There are a number of factors coming together to support canola prices. Strength in outside oilseeds, Canadian dollar weakness as well as canola's price weakness relative to soybeans are acting to boost prices. As well, canola's own seasonal tendencies would suggest that on average, prices have gained approximately 6.5% from the first week in January to the first week in June, as indicated by the trend in the blue line on the attached chart. This seasonal high is reached at a level which is roughly 104.5% of the seasonal index.
Using this logic, the $442 per metric tonne weekly close in the first week in January would advance to approximately $470.70/mt by early June before prices face a seasonal downtrend which eventually reaches a seasonal low in the fourth week in September at roughly 95% of the seasonal index.
Today's close in the May future ended at $463.20/mt, up $2.10/mt. Today's price reached a high of $466.80/mt although prices failed to hold above resistance. Resistance is marked by the May contract's 100-day moving average at $464.40/mt, while also at $465.10/mt, which is the 38.2% retracement of the move from the June 2013 high of $564.40/mt to the March 2014 low of $403.70/mt.
Of interest here is that canola's period of seasonal strength coincides with the seasonal strength seen in the Canadian dollar, which ultimately limits canola's price potential. Equityclock.com indicates that the Canadian dollar's period of price potential is from March 22 to April 30, with the loonie gaining in 24 out of 36 periods to achieve an average gain of .73%.
Canola's price weakness relative to soybeans is another source of support for prices. After reaching a recent low of $146.43/mt the week of Feb. 24 (canola trading under soybeans, Canadian dollars/mt) the discount has since been slashed to a discount of $103.18/mt as canola gains on soybean prices. Over the five-year period from Jan. 1 2009 to Dec. 31 2013, canola traded at an average premium to soybeans of $43.68/mt, as indicated by ProphetX analysis. This may give investors reasons to be fearful of holding short positions in canola and encourage additional buying interest.
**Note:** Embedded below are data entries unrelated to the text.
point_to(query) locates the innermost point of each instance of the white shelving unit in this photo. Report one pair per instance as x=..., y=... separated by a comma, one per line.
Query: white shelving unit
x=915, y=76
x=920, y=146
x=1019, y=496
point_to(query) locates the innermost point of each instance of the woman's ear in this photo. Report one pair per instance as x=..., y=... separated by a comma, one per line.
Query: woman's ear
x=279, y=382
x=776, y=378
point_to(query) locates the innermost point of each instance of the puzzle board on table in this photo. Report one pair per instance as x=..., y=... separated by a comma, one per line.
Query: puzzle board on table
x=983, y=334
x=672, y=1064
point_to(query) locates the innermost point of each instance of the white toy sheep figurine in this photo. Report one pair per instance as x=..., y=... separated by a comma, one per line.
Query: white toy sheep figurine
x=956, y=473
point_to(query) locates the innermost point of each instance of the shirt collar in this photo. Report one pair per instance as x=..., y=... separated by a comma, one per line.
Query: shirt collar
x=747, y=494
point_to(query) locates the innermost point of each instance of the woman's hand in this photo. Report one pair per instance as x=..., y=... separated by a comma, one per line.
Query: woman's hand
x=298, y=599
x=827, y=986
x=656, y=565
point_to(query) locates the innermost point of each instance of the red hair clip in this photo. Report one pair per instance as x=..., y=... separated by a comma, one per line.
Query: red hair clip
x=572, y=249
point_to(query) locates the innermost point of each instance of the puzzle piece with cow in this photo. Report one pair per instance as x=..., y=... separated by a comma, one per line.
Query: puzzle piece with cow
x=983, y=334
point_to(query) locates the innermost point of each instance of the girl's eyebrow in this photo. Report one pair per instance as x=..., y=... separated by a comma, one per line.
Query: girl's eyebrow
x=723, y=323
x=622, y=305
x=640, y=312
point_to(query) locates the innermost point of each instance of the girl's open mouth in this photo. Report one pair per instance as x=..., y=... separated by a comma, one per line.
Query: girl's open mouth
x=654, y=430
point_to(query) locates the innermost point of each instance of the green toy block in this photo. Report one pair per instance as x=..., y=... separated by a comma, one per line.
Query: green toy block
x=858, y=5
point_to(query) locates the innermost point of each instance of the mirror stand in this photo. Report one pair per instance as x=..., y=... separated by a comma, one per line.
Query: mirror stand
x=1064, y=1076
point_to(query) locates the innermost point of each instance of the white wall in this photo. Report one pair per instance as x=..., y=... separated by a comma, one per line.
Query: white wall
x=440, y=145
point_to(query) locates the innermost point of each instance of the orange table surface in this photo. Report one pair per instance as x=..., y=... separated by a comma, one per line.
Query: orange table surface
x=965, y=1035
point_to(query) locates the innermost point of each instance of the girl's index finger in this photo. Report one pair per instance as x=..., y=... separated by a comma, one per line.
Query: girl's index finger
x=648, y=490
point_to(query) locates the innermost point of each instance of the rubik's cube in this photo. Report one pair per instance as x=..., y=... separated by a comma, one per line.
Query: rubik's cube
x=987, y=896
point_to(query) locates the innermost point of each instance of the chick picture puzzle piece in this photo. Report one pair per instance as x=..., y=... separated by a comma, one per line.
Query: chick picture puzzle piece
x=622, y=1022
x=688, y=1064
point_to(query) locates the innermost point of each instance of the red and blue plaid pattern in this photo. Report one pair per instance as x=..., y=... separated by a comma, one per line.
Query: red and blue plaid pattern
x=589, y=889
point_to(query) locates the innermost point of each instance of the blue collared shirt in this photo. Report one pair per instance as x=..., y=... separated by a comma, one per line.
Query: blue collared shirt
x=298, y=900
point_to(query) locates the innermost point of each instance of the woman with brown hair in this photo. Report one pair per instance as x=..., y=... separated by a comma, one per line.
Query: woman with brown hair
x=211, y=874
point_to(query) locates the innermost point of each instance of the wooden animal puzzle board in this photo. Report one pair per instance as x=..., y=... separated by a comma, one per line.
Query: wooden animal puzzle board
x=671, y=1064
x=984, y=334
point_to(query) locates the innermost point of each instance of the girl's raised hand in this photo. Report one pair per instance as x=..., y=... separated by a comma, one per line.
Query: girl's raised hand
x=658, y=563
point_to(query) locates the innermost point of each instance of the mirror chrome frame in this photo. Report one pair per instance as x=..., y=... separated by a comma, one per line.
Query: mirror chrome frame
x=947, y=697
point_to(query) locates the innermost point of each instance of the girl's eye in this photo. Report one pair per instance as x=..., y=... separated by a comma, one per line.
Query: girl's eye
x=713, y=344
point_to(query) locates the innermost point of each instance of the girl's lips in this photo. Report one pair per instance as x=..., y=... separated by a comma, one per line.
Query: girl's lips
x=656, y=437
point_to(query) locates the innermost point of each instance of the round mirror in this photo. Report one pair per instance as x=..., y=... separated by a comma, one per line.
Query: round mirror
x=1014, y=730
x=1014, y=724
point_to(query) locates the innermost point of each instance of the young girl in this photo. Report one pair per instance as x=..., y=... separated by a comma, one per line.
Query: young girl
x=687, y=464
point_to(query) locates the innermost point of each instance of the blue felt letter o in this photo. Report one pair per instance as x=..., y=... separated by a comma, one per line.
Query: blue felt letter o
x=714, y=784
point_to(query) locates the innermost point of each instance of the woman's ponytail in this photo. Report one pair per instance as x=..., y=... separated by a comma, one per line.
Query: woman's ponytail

Friday's May close of $461.10/mt is also found in the lower 30% of its five-year price probability, meaning that on average, nearby futures closing prices have been lower 30% of the time and higher 70% of the time. Buyers can use information such as this to determine the price probability of a further move in either direction, with current probabilities perhaps pointing to the potential for markets to remain supported.